Peuples nomades
Question : Le portrait des nomades est-il réaliste dans ces textes ? Justifiez votre réponse.
Texte A – Bohémiens en voyage
La tribu prophétique aux prunelles ardentes
Hier s’est mise en route, emportant ses petits
Sur son dos, ou livrant à leurs fiers appétits
Le trésor toujours prêt des mamelles pendantes.
Les hommes vont à pied sous leurs armes luisantes
Le long des chariots où les leurs sont blottis.
Promenant sur le ciel des yeux appesantis
Par le morne regret des chimères absentes.

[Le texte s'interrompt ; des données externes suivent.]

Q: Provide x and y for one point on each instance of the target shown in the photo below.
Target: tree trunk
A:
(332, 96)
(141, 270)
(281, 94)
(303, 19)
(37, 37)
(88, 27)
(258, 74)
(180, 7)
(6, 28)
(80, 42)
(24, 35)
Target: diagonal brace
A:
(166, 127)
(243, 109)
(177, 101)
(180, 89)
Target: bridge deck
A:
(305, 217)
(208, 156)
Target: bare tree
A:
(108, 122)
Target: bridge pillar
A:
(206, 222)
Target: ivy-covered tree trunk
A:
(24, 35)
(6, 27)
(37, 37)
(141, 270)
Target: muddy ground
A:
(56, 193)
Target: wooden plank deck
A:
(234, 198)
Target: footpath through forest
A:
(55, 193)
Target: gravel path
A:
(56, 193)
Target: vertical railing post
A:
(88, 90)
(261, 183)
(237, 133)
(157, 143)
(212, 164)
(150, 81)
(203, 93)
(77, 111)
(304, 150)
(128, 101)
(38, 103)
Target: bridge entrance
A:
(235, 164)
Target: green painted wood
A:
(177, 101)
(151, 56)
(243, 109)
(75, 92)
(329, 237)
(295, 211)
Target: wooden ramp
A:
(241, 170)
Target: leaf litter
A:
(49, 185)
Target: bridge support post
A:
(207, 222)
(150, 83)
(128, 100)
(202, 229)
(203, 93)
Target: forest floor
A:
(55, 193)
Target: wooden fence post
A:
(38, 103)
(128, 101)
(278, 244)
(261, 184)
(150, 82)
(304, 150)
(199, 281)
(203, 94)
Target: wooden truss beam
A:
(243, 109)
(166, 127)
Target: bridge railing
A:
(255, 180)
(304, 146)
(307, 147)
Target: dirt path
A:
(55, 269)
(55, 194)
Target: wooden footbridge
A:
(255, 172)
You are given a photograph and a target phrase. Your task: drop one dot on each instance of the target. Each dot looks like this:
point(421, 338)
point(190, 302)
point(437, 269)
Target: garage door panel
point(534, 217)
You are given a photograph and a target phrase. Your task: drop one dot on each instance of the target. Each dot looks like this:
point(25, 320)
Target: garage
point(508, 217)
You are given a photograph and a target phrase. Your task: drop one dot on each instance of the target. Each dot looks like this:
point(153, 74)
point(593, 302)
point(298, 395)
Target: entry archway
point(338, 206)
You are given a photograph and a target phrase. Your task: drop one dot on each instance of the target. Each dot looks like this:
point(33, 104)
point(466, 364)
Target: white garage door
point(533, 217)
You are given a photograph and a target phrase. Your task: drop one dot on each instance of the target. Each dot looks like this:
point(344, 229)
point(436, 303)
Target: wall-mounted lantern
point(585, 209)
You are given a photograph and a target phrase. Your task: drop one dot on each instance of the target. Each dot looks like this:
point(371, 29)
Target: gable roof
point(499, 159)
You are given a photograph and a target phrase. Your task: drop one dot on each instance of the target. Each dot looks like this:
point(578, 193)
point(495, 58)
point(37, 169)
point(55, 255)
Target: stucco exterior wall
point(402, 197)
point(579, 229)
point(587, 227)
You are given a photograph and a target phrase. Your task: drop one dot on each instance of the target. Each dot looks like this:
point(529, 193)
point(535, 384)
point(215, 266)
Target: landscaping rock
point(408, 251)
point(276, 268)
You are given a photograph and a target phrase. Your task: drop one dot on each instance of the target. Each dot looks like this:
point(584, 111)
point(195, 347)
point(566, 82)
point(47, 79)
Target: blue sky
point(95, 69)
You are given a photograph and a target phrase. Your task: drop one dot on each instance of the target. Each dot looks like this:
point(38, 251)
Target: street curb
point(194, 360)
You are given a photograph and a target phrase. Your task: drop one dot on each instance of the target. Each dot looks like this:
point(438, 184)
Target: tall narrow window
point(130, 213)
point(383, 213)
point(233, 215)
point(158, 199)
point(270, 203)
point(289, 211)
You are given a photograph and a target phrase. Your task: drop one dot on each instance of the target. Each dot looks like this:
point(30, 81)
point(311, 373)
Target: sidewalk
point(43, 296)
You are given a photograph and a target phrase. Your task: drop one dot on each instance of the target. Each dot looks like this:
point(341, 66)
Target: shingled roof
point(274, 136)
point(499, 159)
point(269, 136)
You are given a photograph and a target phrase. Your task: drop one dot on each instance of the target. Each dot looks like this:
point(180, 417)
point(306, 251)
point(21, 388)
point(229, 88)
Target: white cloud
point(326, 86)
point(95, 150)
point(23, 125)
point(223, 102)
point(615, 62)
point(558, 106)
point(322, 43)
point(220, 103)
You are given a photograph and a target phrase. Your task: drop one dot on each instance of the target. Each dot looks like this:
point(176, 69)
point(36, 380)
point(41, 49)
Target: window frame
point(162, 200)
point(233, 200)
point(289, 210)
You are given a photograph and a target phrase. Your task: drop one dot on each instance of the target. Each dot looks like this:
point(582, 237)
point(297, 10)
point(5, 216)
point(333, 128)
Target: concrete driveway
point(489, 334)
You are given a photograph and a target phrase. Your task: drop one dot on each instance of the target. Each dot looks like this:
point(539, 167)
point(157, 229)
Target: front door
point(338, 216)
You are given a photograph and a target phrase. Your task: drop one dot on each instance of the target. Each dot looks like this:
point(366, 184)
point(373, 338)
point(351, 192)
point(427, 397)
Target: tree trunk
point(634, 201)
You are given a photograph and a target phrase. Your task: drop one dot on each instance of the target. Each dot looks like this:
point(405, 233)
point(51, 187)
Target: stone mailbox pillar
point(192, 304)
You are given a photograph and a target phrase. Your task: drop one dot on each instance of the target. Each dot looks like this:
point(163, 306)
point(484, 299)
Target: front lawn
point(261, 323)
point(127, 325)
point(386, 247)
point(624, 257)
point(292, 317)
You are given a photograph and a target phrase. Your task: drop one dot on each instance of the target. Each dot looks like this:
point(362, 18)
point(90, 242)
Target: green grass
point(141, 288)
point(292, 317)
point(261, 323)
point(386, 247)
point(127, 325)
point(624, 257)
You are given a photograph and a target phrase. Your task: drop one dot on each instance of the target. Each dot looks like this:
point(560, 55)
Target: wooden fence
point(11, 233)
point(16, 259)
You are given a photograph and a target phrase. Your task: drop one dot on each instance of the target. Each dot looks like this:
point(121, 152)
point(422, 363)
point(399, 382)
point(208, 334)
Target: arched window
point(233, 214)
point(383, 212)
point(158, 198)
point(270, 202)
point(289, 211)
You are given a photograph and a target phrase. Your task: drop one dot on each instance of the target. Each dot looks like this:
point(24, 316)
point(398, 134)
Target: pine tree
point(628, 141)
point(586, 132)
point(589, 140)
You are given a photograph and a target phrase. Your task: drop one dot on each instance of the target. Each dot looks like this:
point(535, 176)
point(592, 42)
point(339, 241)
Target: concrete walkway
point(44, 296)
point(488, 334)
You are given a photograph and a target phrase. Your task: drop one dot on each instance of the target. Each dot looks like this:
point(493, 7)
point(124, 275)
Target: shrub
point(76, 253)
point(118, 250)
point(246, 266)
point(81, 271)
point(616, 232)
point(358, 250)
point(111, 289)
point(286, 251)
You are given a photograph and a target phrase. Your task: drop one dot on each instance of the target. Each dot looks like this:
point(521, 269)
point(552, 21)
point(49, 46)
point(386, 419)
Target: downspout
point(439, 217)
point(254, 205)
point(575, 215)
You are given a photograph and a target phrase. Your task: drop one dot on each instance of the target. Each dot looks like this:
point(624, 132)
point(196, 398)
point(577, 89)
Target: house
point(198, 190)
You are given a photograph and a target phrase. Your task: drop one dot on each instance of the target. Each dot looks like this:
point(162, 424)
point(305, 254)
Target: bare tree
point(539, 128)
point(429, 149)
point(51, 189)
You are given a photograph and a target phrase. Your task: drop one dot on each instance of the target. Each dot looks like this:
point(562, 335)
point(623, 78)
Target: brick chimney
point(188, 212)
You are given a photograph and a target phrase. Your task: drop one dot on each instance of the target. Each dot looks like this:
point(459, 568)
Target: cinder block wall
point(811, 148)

Du fond de son réduit sablonneux, le grillon
Les regardant passer, redouble sa chanson ;
Cybèle*, qui les aime, augmente ses verdures,
Fait couler le rocher et fleurir le désert
Devant ces voyageurs pour lesquels est ouvert
L’empire familier des ténèbres futures.
Charles Baudelaire, Les Fleurs du Mal (1857)

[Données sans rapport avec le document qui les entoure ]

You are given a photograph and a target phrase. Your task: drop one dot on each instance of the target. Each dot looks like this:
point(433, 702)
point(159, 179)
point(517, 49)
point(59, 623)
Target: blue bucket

Cybèle : déesse de la terre et de la fécondité
Texte B – La Tzigane
La tzigane savait d’avance
Nos deux vies barrées par les nuits
Nous lui dîmes adieu et puis
De ce puits sortit l’Espérance
L’amour lourd comme un ours privé
Dansa debout quand nous voulûmes
Et l’oiseau bleu perdit ses plumes
Et les mendiants leur Ave
On sait très bien que l’on se damne
Mais l’espoir d’aimer en chemin
Nous fait penser main dans la main
A ce qu’a prédit la tzigane.
Guillaume Apollinaire, Alcools (1913)
Texte C – L’Etrangère[1]
Il existe près des écluses
Un bas quartier de bohémiens
Dont la belle jeunesse s’use
A démêler le tien du mien
En bande on s’y rend en voiture
Ordinairement au mois d’août
Ils disent la bonne aventure
Pour du piment et du vin doux
On passe la nuit claire à boire
On danse en frappant dans ses mains
On n’a pas le temps de le croire
Qu’il fait grand jour et c’est demain
On revient d’une seule traite
Gai sans un sou vaguement gris
Avec des fleurs plein les charrettes
Son destin dans la paume écrit
J’ai pris la main d’une éphémère[2]
Qui m’avait suivi dans ma maison
Elle avait les yeux d’outre-mer
Elle en montrait la déraison
Elle avait la jambe légère
Et de longues jambes de faon
J’aimais déjà les étrangères
Quand j’étais un petit enfant
Celle-ci parla vite vite
De l’odeur des magnolias
Sa robe tomba tout de suite
Quand ma hâte la délia
En ce temps-là j’étais crédule
Un mot m’était promission[3]
Et je prenais les campanules
Pour les Fleurs de la Passion
A chaque fois tout recommence
Toute musique me saisit
Et la plus banale romance
M’est éternelle poésie
Nous avions joué de notre âme
Un long jour une courte nuit
Puis au matin bonsoir Madame
L’amour s’achève avec la pluie.
Louis Aragon, Le Roman inachevé (1956)
Texte D – Les Nomades[4]
Ils sont nés près de Barcelone
Ils ont grandi en Australie
Ils se sont aimés à Paris
Mais ils s’en vont encore d’ici
Les nomades
Ils ont habité la roulotte
Les quatre planches qui cahotent
De Saint-Ouen aux Saintes-Maries
Mais ils s’en vont encore d’ici
Les nomades
Ni la couronne d’oranger
Ni la cheminée de faux marbre
Ne leur mettent racines aux pieds
Ils ne sont pas comme les arbres
Les nomades
Ils vont toujours de ville en plaine
Il n’y a rien qui les retienne
Eux c’est la route qui les mène
En dimanche comme en semaine
Les nomades
Ils ont eu froid comme personne
Ils ont chanté mieux que nous tous
Mais c’est la route qui les pousse
Avec des fifres[5] à leurs trousses
Les nomades
Qu’ils soient venus du fond des âges
Tous les gitans tous les tziganes
Un violon leur a brisé l’âme
Ils en gardent parfois des larmes
Les nomades
Ni la peur de mourir un jour
Dans quelque ville frontalière
Sans tenir la main d’un amour
Ne les arrête sur la terre
Les nomades
Et quand on voit sous les platanes
Passer les mulets et les ânes
On a beau être des profanes[6]
On voudrait suivre la caravane
Des nomades
Michèle Senlis, Les Nomades (1961)
[1] L’Etrangère : est le titre donné par le compositeur Léo Ferré, qui a choisi dix des quarante-deux strophes du poème initial.
[2] Ephémère : étymologiquement, qui ne dure qu’un jour.
[3] Promission : promesse
[4] Les Nomades : poème mis en musique par Jean Ferrat en 1964.